Among other reasons, this was so the baby (who was a Real Boy) would not get scandalized by having to make eye contact with his mother despite her under-tent compromised modesty.  So that’s settled.  But we are still left with the age-old QUESTION:  what did she wear to preserve her modesty while she was giving birth???  (Credit for this brain teaser goes to Noel Combs, who is not letting Lent slow her down.)

4.  QUESTION:  Is the model in the picture above trying to demonstrate that modest women don’t wear pants?

5.  Benny is deeply in love with Spiderman.   And not just any Spiderman, but Extra Crappy 1967 Spiderman Very Lightly Animated Cartoon which is IN COLOR.  This is what she does when she hears the theme song:

(The first ten seconds or so are the main point.  The rest is just to keep me from ever thinking I’m a good mother.)

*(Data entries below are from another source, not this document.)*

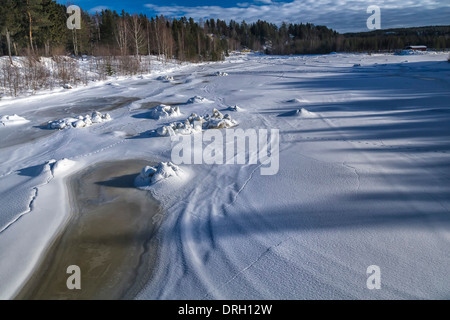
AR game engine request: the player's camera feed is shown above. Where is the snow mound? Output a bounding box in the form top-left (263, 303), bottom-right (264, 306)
top-left (154, 109), bottom-right (238, 136)
top-left (186, 96), bottom-right (213, 104)
top-left (149, 104), bottom-right (182, 120)
top-left (279, 108), bottom-right (318, 118)
top-left (226, 105), bottom-right (243, 112)
top-left (205, 108), bottom-right (239, 129)
top-left (0, 115), bottom-right (30, 126)
top-left (157, 75), bottom-right (174, 81)
top-left (155, 119), bottom-right (203, 137)
top-left (214, 71), bottom-right (229, 76)
top-left (297, 108), bottom-right (318, 118)
top-left (135, 162), bottom-right (184, 186)
top-left (48, 111), bottom-right (112, 130)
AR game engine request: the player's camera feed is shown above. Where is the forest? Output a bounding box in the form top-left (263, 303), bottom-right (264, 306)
top-left (1, 0), bottom-right (449, 63)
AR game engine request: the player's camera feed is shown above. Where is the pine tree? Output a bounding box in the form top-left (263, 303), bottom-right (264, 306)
top-left (23, 0), bottom-right (50, 54)
top-left (1, 0), bottom-right (23, 62)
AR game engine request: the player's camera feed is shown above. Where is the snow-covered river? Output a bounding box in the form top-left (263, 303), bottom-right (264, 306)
top-left (0, 52), bottom-right (449, 299)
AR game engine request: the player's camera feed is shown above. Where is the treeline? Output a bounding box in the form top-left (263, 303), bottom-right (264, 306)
top-left (1, 0), bottom-right (449, 63)
top-left (0, 0), bottom-right (228, 62)
top-left (343, 26), bottom-right (450, 52)
top-left (0, 0), bottom-right (343, 60)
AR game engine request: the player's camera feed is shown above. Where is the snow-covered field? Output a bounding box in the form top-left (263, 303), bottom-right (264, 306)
top-left (0, 52), bottom-right (449, 299)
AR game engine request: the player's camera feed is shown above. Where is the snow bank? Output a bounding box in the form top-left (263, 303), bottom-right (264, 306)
top-left (135, 162), bottom-right (184, 186)
top-left (47, 111), bottom-right (111, 130)
top-left (186, 96), bottom-right (213, 104)
top-left (154, 108), bottom-right (238, 136)
top-left (149, 104), bottom-right (182, 120)
top-left (0, 115), bottom-right (30, 126)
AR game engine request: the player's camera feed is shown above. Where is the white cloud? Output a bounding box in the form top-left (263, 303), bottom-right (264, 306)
top-left (89, 5), bottom-right (110, 14)
top-left (143, 1), bottom-right (450, 32)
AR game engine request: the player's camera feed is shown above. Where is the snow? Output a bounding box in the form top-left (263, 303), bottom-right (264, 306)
top-left (186, 96), bottom-right (213, 104)
top-left (0, 51), bottom-right (449, 300)
top-left (47, 111), bottom-right (111, 129)
top-left (279, 108), bottom-right (318, 118)
top-left (1, 115), bottom-right (30, 126)
top-left (153, 108), bottom-right (238, 136)
top-left (50, 158), bottom-right (77, 176)
top-left (157, 75), bottom-right (175, 82)
top-left (214, 71), bottom-right (229, 76)
top-left (226, 105), bottom-right (243, 112)
top-left (395, 50), bottom-right (427, 56)
top-left (149, 105), bottom-right (182, 120)
top-left (135, 162), bottom-right (185, 186)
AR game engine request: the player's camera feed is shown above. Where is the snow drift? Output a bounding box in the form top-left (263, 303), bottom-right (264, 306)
top-left (0, 115), bottom-right (30, 126)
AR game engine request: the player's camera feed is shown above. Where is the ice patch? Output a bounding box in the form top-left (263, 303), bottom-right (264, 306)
top-left (149, 104), bottom-right (182, 120)
top-left (48, 111), bottom-right (112, 130)
top-left (135, 162), bottom-right (184, 186)
top-left (186, 96), bottom-right (213, 104)
top-left (0, 115), bottom-right (30, 126)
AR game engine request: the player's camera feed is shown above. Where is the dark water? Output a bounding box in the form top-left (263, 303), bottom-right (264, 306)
top-left (16, 160), bottom-right (161, 300)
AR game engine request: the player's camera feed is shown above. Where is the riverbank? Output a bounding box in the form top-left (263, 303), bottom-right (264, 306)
top-left (16, 160), bottom-right (161, 300)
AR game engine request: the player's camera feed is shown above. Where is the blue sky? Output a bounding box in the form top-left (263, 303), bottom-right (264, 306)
top-left (58, 0), bottom-right (450, 33)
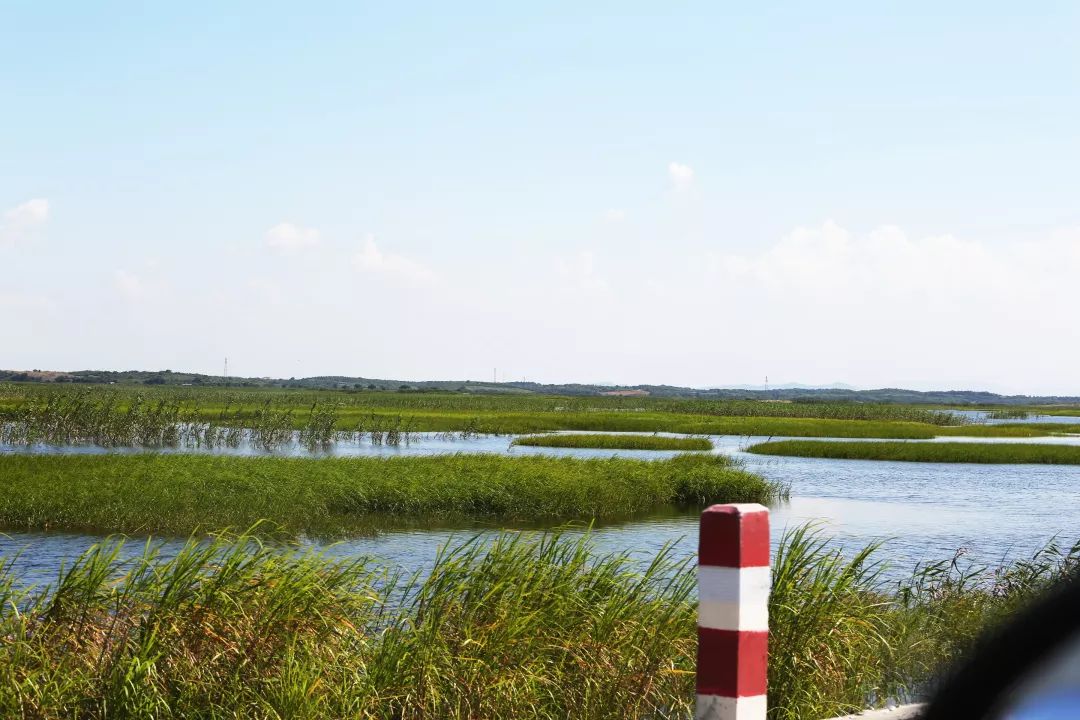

The reason I let this happen is because when your husband says, “You go take a nap.  I’ll find something to do with the baby,” then you don’t complain, even if it turns out that that thing is watching 1967 Spiderman IN COLOR.

QUESTION: if we had played our cards differently, would she have a passionate devotion to, say, Mahler, or the sonnets of Shakespeare?  Or is there something about Spiderman?

6.  QUESTION:  What happens when you’re making beef barley soup with mushrooms, and you figure you’ll pep it up with some hot pepper flakes, but while you’re shaking them in you start thinking about something else, and then, after thinking about it for a while, and then talking about some stuff, and then thinking some more, you realize you’re still shaking those hot pepper flakes into the soup?

ANSWER:  You get to eat ALL THE SOUP!!!!  And boy, it clears out your sinuses.

7.  My husband has the QUESTION: “Where is this going?”

ANSWER:  Ohhhh, we are headed into the weekend, my friend.